Départ fracassant

Élue en septembre dernier au sein du conseil exécutif de l'Action démocratique du Québec (ADQ), Sylvie Tremblay démissionne avec fracas.

La vice-présidente sortante de l'Action démocratique du Québec, Sylvie Tremblay, dénonce son parti à qui elle reproche de manquer de démocratie et de l'avoir intimidée.

Sylvie Tremblay

Dans sa lettre de démission publiée dans le quotidien de Québec Le Soleil, Mme Tremblay affirme que l'ADQ n'est pas ce qu'il prétend être, qu'il préconise des idées rétrogrades pour les droits des femmes et qu'il menace la démocratie.

Au lendemain de son élection à la vice-présidence du parti, elle raconte qu'elle a reçu un appel d'un ancien membre de l'exécutif réélu, lui demandant de « de me fermer la gueule, de les laisser aller, et d'appuyer tout ce qu'ils présentaient peu importe mon avis ». Elle ajoute que des pressions ont été exercées pour qu'elle ne soit pas candidate dans Verdun et l'île des Soeurs.
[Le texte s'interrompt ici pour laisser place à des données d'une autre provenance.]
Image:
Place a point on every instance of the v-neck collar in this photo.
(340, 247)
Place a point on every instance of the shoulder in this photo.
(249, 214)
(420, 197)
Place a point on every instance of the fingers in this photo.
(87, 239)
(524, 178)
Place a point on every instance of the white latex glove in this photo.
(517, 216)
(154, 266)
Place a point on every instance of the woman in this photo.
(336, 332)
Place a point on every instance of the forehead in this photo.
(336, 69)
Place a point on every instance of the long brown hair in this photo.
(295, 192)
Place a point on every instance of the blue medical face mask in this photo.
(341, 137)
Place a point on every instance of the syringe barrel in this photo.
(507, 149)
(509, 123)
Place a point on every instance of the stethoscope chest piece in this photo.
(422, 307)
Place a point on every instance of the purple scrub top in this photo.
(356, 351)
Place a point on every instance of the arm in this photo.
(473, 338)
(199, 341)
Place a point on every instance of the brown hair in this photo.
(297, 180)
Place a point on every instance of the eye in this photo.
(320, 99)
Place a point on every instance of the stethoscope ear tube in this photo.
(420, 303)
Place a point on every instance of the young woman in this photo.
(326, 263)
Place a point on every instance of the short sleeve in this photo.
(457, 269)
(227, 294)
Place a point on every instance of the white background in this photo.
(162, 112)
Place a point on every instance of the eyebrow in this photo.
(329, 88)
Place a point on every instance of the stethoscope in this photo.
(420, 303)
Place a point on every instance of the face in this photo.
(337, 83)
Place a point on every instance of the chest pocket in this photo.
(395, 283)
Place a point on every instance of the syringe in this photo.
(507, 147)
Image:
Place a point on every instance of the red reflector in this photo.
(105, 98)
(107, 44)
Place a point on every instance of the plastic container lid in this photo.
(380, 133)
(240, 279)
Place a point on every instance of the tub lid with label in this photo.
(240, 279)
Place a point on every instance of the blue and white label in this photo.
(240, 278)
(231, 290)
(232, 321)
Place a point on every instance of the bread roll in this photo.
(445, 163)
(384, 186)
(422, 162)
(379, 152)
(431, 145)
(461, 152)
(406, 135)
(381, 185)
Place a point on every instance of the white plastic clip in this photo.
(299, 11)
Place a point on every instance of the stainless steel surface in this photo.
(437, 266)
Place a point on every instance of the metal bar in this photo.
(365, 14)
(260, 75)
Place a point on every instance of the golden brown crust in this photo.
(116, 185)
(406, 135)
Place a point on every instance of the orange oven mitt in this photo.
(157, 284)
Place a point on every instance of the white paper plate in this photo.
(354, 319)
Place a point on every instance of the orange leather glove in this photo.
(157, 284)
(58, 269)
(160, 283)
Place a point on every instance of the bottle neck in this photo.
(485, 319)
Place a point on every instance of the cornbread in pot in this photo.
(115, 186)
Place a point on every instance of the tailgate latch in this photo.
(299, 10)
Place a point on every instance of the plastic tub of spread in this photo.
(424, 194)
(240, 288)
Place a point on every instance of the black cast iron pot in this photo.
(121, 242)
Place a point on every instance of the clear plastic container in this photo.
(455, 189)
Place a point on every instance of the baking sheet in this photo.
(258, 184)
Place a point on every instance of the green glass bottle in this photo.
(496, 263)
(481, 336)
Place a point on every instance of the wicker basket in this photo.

Elle pense aussi que le parti de Mario Dumont a des politiques rétrogrades envers les femmes en leur proposant 100 $ par semaine si elles restent à la maison pour garder les enfants et faire le ménage, plutôt que pour aider les familles et les parents. « Est-ce que M. Dumont désire retourner 50 ans en arrière? Veut-il aussi enlever le droit de vote aux femmes tant qu'à y être? ».

Enfin, Mme Temblay dit craindre la dictature du parti et affirme qu'elle ne votera pas pour l'ADQ.

Le chef du parti, Mario Dumont, n'a pas réagi.